La voz del locutor en la radio volvió a llenar la cabina:
—Las Naciones Unidas intentan convocar una reunión de emergencia, pero los esfuerzos parecen insuficientes. En estos momentos, la situación es crítica, y muchos temen que se trate de una escalada sin retorno...
Isabela escuchó las palabras, pero las ignoró rápidamente. Absorta, el recuerdo de él en la nieve la perseguía, como una escena fuera de lugar. La lógica le decía que lo había imaginado. Pero en su pecho, una sensación de misterio y temor se arremolinaba. Quería entender qué había pasado realmente. Era irracional, pero no podía evitarlo. La duda persistía. Carlos seguía siendo un misterio para ella, y esa escena en la nieve había avivado aún más su curiosidad. Se preguntaba si debería confrontarlo, preguntarle qué había sentido realmente, qué había visto. Aunque una parte de ella temía que él se cerrara, como siempre hacía cuando sentía que alguien se acercaba demasiado a sus pensamientos.

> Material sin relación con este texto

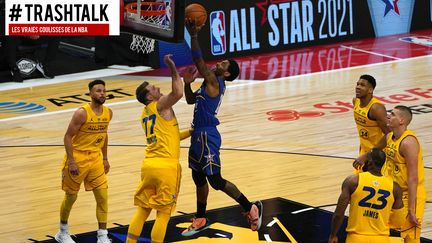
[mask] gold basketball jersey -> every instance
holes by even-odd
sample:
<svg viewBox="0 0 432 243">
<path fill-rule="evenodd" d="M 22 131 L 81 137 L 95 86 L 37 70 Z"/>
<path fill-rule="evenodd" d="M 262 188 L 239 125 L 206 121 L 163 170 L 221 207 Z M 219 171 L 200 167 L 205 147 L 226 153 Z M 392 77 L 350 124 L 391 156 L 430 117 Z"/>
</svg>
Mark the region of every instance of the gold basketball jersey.
<svg viewBox="0 0 432 243">
<path fill-rule="evenodd" d="M 405 158 L 400 154 L 400 143 L 407 136 L 413 136 L 419 145 L 419 153 L 417 156 L 417 173 L 418 173 L 418 185 L 417 185 L 417 197 L 426 198 L 426 189 L 424 185 L 424 164 L 422 148 L 418 142 L 417 136 L 411 131 L 406 130 L 402 136 L 397 140 L 393 140 L 393 132 L 389 133 L 387 138 L 387 147 L 385 152 L 387 155 L 387 167 L 388 173 L 392 176 L 393 180 L 397 182 L 402 188 L 403 192 L 408 192 L 408 170 Z"/>
<path fill-rule="evenodd" d="M 378 123 L 369 119 L 369 110 L 375 103 L 381 103 L 378 99 L 372 98 L 365 107 L 360 107 L 360 99 L 354 101 L 354 120 L 360 138 L 360 155 L 371 150 L 384 136 Z"/>
<path fill-rule="evenodd" d="M 346 231 L 361 235 L 389 235 L 389 218 L 394 203 L 393 180 L 369 172 L 359 174 L 351 194 Z"/>
<path fill-rule="evenodd" d="M 170 121 L 159 115 L 157 102 L 151 102 L 144 107 L 141 115 L 141 125 L 144 129 L 147 148 L 146 158 L 172 158 L 180 157 L 180 132 L 177 118 Z"/>
<path fill-rule="evenodd" d="M 72 147 L 79 151 L 100 152 L 108 131 L 111 114 L 108 107 L 102 106 L 102 114 L 96 115 L 90 104 L 82 108 L 87 113 L 87 120 L 80 127 L 78 133 L 72 138 Z"/>
</svg>

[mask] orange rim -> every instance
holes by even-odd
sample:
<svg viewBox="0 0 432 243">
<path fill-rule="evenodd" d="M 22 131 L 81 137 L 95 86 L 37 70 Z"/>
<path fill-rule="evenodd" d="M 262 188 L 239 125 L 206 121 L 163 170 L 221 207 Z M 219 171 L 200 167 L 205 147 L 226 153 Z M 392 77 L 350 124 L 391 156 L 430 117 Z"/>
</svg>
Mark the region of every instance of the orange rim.
<svg viewBox="0 0 432 243">
<path fill-rule="evenodd" d="M 160 2 L 141 2 L 141 5 L 150 5 L 150 6 L 163 6 L 165 7 L 165 4 Z M 137 14 L 137 3 L 128 3 L 125 7 L 126 12 Z M 161 16 L 165 14 L 165 10 L 146 10 L 141 9 L 141 16 Z"/>
</svg>

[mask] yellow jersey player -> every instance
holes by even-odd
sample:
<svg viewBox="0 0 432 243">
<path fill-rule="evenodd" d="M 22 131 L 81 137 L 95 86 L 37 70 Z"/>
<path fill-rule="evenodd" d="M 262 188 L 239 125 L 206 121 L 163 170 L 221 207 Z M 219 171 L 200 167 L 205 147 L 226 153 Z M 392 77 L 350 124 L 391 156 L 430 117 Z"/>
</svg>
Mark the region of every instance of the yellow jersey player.
<svg viewBox="0 0 432 243">
<path fill-rule="evenodd" d="M 390 130 L 387 127 L 387 111 L 381 102 L 373 97 L 376 80 L 370 75 L 362 75 L 357 81 L 353 98 L 354 120 L 360 138 L 359 155 L 371 150 L 384 134 Z M 362 170 L 356 170 L 356 173 Z"/>
<path fill-rule="evenodd" d="M 152 209 L 155 209 L 157 214 L 151 231 L 151 242 L 163 242 L 180 188 L 180 139 L 189 137 L 190 131 L 179 132 L 177 118 L 172 109 L 183 96 L 183 82 L 171 55 L 166 55 L 164 62 L 172 76 L 172 91 L 169 94 L 161 94 L 160 88 L 148 82 L 142 83 L 136 89 L 137 100 L 145 105 L 141 124 L 147 147 L 141 166 L 141 182 L 134 197 L 134 204 L 138 207 L 129 225 L 126 240 L 128 243 L 137 242 Z"/>
<path fill-rule="evenodd" d="M 105 82 L 94 80 L 88 85 L 91 102 L 75 111 L 64 136 L 66 155 L 62 168 L 62 189 L 65 197 L 60 208 L 60 231 L 55 240 L 73 243 L 69 234 L 68 218 L 77 199 L 82 182 L 86 191 L 93 191 L 96 199 L 96 217 L 99 223 L 98 243 L 109 243 L 107 226 L 109 171 L 107 146 L 108 124 L 112 111 L 104 106 Z"/>
<path fill-rule="evenodd" d="M 338 242 L 337 232 L 350 204 L 347 243 L 390 242 L 390 223 L 401 226 L 405 220 L 402 191 L 388 176 L 381 174 L 386 155 L 379 149 L 367 153 L 367 172 L 348 176 L 333 214 L 329 243 Z"/>
<path fill-rule="evenodd" d="M 417 136 L 408 130 L 412 112 L 406 106 L 396 106 L 388 116 L 390 133 L 377 145 L 387 154 L 388 174 L 397 182 L 404 201 L 406 221 L 401 227 L 405 242 L 420 242 L 421 221 L 426 206 L 424 163 Z M 361 166 L 364 158 L 357 159 Z"/>
</svg>

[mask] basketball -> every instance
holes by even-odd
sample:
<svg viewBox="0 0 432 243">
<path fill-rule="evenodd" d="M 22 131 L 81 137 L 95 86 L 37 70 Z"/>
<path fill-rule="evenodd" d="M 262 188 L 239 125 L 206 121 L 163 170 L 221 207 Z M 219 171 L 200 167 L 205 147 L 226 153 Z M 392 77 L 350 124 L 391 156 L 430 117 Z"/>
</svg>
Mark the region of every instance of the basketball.
<svg viewBox="0 0 432 243">
<path fill-rule="evenodd" d="M 207 11 L 201 4 L 192 3 L 185 8 L 185 18 L 195 20 L 197 26 L 201 26 L 207 20 Z"/>
</svg>

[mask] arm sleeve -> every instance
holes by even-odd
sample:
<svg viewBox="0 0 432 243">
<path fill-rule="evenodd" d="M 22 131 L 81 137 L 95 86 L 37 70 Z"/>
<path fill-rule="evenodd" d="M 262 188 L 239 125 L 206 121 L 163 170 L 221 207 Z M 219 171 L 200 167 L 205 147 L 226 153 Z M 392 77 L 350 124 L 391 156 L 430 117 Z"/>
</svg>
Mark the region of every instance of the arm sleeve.
<svg viewBox="0 0 432 243">
<path fill-rule="evenodd" d="M 188 138 L 190 136 L 191 136 L 190 129 L 183 130 L 183 131 L 180 132 L 180 140 L 186 139 L 186 138 Z"/>
</svg>

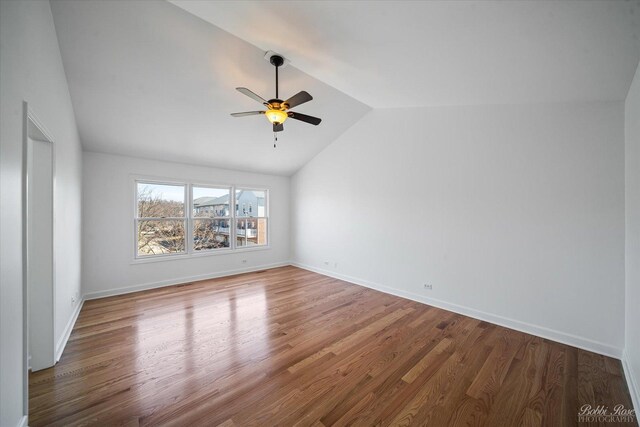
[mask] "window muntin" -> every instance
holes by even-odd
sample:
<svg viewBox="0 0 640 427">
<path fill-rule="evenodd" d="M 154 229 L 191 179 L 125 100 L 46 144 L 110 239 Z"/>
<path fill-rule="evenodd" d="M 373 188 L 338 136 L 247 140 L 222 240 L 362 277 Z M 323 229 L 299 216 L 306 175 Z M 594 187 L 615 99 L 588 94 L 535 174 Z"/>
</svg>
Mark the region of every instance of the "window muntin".
<svg viewBox="0 0 640 427">
<path fill-rule="evenodd" d="M 268 190 L 136 181 L 136 258 L 268 245 Z"/>
</svg>

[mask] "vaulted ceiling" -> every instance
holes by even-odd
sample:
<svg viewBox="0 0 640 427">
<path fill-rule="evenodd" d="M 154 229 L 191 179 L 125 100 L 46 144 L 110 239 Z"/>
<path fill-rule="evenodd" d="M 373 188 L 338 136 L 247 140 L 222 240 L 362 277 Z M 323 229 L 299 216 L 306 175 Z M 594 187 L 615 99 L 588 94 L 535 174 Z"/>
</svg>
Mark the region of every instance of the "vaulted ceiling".
<svg viewBox="0 0 640 427">
<path fill-rule="evenodd" d="M 640 1 L 53 0 L 87 150 L 291 174 L 371 108 L 623 100 Z M 307 90 L 273 149 L 260 109 Z"/>
<path fill-rule="evenodd" d="M 372 107 L 624 99 L 638 1 L 170 0 Z"/>
<path fill-rule="evenodd" d="M 294 110 L 319 126 L 285 123 L 273 148 L 264 109 L 244 86 L 275 95 L 274 67 L 257 47 L 164 1 L 55 0 L 52 11 L 86 150 L 289 175 L 369 107 L 288 65 L 280 95 L 308 91 Z"/>
</svg>

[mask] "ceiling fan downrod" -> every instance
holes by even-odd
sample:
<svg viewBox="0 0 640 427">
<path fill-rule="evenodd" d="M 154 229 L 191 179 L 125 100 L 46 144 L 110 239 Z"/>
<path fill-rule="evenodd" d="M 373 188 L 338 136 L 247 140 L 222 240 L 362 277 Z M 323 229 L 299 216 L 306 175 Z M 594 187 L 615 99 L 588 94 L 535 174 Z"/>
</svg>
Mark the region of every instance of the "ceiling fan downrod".
<svg viewBox="0 0 640 427">
<path fill-rule="evenodd" d="M 280 55 L 273 55 L 269 62 L 271 62 L 271 65 L 276 67 L 276 99 L 280 99 L 278 97 L 278 67 L 284 64 L 284 58 Z"/>
</svg>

Solo pensó eso por un momento, pero su vista recayó en el conductor del taxi. Pensó que, fuera lo que fuera que ocurrió, era mejor mantenerlo en secreto y no hablar de ello frente a extraños.
En medio de la penumbra del taxi, Luis se removió y murmuró algo sobre un monje cubano en sueños, rompiendo el silencio momentáneamente. Carlos e Isabella intercambiaron una mirada y sonrieron sin decir nada, compartiendo un instante de camaradería que no necesitaba palabras. Ambos volvieron a sus pensamientos, cada uno con su propio misterio, el eco de un día en el Nevado que prometía no terminar aquí.